Opinion Article - (2022) Volume 21, Issue 3
Received: 02-Mar-2022, Manuscript No. OHDM-22-16100; Editor assigned: 04-Mar-2022, Pre QC No. OHDM-22-16100 (PQ); Reviewed: 18-Mar-2022, QC No. OHDM-22-16100; Revised: 23-Mar-2022, Manuscript No. OHDM-22-16100 (R); Published: 30-Mar-2022, DOI: 10.35248/2247-2452.22.21.989
Hypercementosis, also called cementum hyperplasia contains the excessive formation of tissue, with either local spots or the entire surface of the root. Hypercementum is the excessive deposition of non-neoplastic cementum on normal cementum, altering root morphology. This cement can be either hypocellular or cellular in nature. The cause of hypercementosis is unknown. Although idiopathic in most cases, some local and systemic factors such as Paget’s disease, acromegaly, and vitamin A deficiency are also associated with this condition.
Radiographs show thickened or blunted roots of affected teeth, but cementum and dentin have similar radio density, so determine the exact amount of raised cementum is often difficult. The enlarged root is surrounded by a radiation- permeable PDL space and an adjacent intact periodontal ligament. In some cases, enlargement may be important enough to indicate the potential for benign cementoblastoma. However, benign cementoblastoma can usually be distinguished on the basis of associated pain, cortical dilation, and continuous enlargement. Hypercementosis may be isolated, affect multiple teeth, or appear as a generalized process. Hypercementosis occurs primarily in adulthood, increases with age which is most likely secondary to cumulative exposure to the causative agent. Outbreaks have been reported in younger patients, and many of these cases show familial aggregation, suggesting genetic effects. The exact cause is unknown, but hypercementosis may be in response to inflammation or loss of maxillary tooth function due to the lack of contralateral teeth. Hypercementosis is known to be associated with fractured teeth or severely occlusal teeth. Physiological cementum is a calcified tissue that covers the root surface and is less hard than dentin. Its composition is evenly divided into organic and inorganic, and it is the body tissue with the highest fluoride content. Cementum is part of the dentin/periodontal tissue interface and is embedded in its most superficial layer, along with the periodontal collagen fibres also called as sharpey’s fibres.

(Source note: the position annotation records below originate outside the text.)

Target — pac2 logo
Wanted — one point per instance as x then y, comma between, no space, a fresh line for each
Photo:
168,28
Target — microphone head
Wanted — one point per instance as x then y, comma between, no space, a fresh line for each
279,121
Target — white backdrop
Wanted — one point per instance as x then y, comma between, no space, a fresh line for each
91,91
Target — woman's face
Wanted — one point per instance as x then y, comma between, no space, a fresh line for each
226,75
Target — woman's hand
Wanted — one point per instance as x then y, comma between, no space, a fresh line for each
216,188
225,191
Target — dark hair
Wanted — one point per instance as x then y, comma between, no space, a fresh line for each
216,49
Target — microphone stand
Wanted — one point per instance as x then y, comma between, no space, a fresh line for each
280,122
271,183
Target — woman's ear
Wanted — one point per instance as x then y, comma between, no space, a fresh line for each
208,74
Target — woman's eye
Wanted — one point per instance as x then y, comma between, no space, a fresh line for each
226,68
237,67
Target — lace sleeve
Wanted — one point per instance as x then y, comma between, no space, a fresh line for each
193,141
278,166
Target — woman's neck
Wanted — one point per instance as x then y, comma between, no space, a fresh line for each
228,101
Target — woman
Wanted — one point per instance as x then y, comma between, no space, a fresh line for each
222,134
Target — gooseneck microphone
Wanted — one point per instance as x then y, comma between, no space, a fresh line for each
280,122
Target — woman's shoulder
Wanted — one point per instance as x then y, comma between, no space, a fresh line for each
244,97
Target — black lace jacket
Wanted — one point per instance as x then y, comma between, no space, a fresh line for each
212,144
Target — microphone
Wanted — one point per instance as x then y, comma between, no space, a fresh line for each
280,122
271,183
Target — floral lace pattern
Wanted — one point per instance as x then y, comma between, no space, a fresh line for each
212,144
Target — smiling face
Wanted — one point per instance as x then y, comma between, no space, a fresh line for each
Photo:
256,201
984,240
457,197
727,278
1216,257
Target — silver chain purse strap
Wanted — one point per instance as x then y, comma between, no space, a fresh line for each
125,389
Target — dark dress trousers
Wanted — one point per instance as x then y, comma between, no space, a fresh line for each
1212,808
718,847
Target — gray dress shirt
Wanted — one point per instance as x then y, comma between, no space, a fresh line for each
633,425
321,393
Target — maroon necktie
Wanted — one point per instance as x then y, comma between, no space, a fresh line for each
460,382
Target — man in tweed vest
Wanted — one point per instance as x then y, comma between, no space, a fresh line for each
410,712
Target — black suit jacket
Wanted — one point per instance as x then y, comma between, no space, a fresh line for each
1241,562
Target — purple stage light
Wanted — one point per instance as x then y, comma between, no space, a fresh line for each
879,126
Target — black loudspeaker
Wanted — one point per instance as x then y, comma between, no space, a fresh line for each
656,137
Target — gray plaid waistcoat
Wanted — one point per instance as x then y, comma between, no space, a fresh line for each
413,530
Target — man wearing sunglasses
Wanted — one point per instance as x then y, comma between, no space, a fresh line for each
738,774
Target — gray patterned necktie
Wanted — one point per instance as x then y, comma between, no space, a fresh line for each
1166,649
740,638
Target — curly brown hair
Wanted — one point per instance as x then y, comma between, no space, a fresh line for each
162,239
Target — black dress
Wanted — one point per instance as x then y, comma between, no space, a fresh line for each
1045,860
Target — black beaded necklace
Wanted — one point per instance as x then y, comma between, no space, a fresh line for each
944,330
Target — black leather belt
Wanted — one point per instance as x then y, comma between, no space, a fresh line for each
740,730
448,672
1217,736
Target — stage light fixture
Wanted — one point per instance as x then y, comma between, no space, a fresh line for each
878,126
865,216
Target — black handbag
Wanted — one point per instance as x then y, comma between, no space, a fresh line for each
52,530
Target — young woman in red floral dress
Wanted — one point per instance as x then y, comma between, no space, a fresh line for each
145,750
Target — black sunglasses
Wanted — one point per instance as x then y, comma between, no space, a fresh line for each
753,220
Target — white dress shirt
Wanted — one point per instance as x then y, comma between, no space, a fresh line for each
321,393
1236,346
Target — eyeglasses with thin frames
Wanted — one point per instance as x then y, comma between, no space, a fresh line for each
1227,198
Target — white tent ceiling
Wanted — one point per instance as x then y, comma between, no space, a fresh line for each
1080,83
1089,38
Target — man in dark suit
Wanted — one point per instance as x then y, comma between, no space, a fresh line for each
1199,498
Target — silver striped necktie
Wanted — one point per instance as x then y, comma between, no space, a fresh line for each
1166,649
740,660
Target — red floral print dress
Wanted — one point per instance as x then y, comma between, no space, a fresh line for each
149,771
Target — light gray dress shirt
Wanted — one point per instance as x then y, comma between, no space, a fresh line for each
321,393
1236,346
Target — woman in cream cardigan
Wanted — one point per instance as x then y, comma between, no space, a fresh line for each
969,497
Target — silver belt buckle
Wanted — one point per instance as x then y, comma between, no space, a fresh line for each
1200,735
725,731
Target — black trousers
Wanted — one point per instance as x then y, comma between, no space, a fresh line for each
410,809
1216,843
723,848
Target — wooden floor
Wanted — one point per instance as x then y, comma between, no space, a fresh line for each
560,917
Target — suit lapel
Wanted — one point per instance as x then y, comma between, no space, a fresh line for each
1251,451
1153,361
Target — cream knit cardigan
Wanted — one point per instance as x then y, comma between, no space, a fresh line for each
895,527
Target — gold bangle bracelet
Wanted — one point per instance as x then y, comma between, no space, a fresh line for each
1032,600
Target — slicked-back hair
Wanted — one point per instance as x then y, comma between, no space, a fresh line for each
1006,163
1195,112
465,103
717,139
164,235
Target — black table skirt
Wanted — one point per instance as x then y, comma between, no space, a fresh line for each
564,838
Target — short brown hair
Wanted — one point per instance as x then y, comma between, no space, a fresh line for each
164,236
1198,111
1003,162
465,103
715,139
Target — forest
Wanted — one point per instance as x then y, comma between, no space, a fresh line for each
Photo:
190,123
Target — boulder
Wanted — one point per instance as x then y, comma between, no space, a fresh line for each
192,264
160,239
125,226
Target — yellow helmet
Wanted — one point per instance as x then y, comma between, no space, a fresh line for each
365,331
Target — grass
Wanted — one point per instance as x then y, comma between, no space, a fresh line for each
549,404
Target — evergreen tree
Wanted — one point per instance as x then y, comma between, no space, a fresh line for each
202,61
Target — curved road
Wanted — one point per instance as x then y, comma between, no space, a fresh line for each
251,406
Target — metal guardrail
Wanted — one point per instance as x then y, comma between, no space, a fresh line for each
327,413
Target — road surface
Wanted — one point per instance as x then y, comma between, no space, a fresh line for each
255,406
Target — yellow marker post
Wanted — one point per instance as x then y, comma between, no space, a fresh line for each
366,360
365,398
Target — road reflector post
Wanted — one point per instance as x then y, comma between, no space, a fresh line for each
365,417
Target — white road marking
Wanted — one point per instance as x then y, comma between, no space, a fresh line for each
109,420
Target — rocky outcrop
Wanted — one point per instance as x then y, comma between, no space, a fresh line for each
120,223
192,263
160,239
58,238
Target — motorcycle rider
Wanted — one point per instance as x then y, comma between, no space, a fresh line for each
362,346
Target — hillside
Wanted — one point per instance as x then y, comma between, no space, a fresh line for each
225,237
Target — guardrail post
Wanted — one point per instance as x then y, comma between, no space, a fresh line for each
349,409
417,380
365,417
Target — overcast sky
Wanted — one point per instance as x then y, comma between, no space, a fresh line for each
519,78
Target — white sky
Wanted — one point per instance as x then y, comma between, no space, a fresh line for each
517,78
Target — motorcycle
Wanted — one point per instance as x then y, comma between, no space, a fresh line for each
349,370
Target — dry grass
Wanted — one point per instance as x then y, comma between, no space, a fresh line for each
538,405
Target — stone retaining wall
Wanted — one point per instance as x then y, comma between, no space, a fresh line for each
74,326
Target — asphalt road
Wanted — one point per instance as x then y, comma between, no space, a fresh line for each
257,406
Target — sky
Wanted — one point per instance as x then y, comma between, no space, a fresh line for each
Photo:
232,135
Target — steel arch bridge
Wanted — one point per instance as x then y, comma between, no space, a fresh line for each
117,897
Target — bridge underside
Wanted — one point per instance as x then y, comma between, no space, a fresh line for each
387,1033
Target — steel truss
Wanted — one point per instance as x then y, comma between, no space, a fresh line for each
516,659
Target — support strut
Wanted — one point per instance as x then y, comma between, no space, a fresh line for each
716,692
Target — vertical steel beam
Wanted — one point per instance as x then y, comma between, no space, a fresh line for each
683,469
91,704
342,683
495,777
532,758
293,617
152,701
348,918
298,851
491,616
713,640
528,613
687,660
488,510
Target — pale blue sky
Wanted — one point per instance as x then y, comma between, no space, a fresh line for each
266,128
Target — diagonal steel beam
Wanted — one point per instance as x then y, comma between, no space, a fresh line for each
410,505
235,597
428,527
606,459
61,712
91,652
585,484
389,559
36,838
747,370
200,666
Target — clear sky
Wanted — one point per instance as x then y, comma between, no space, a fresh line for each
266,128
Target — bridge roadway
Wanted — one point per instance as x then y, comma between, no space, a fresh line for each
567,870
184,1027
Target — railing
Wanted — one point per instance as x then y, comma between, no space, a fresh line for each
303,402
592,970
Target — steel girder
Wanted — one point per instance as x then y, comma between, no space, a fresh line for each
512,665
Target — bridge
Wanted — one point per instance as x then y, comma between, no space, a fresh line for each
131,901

Clinically, hypercementosis can have a direct impact on root canal treatment. This is because during endodontic treatment, the specialist must be aware of the key anatomical criteria for determining the success of endodontic treatment: the Cementum-Dentin Canal (CDC) junction. When observing hypercemented teeth, the dentin canal is more than 1 mm above the radiographic apex and this cement may not be permeable to endodontic appliances, so endodontic practitioners can face difficult to achieve proper shaping and filling margins. It is important to emphasize that when the root canal is shaped and filled below the appropriate limits, contaminated areas or inflamed tissue are retained in the root canal without repair conditions leading to endodontic failure.
A third stenosis of the apex associated with the relationship between hypercementosis and the appearance of more secondary, auxiliary, and apical deltas, changes the original pathway of the main tube. These changes in the internal morphology of the apical third of teeth presenting hypercemented may not be apparent on radiographs and may complicate endodontic treatment. Hypercementosis provides an additional site for bacterial colonization during pulp contamination and may contribute to the development of chronic apical periodontitis resistant to the endodontic treatment. Additionally, in hypercementosis, the foramen can be localized to the lateral sides of the root, leading to the development of intraperiodontal lesions.
The apical anatomy contains three different anatomical and histological boundaries that are apical stenosis, CDC junction, and apical foramen. Apical stenosis is generally located 0.5- 1.5 mm anterior to the apical foramen. This area is the most common landmark used by dentists as an apical boundary for cleaning, shaping, and filling root canals. However, the location of the CDC transition is very variable. In most cases, the root canal is not opened in a single apical foramen, but the secondary and accessary canals containing the so-called apical delta they open in small foramens, namely foramina, ranging in diameters from 60 to 80. In teeth without hypercementosis, the root canal is close to the apical foramen and therefore extends from the apical constriction. However, the shape of the space between the apical stenosis and the hole can be defined as a conical or tapered with the smallest diameter facing the apical stenosis. The continuous deposition of cement on the apex increases the average distance between these two points as the patient get older.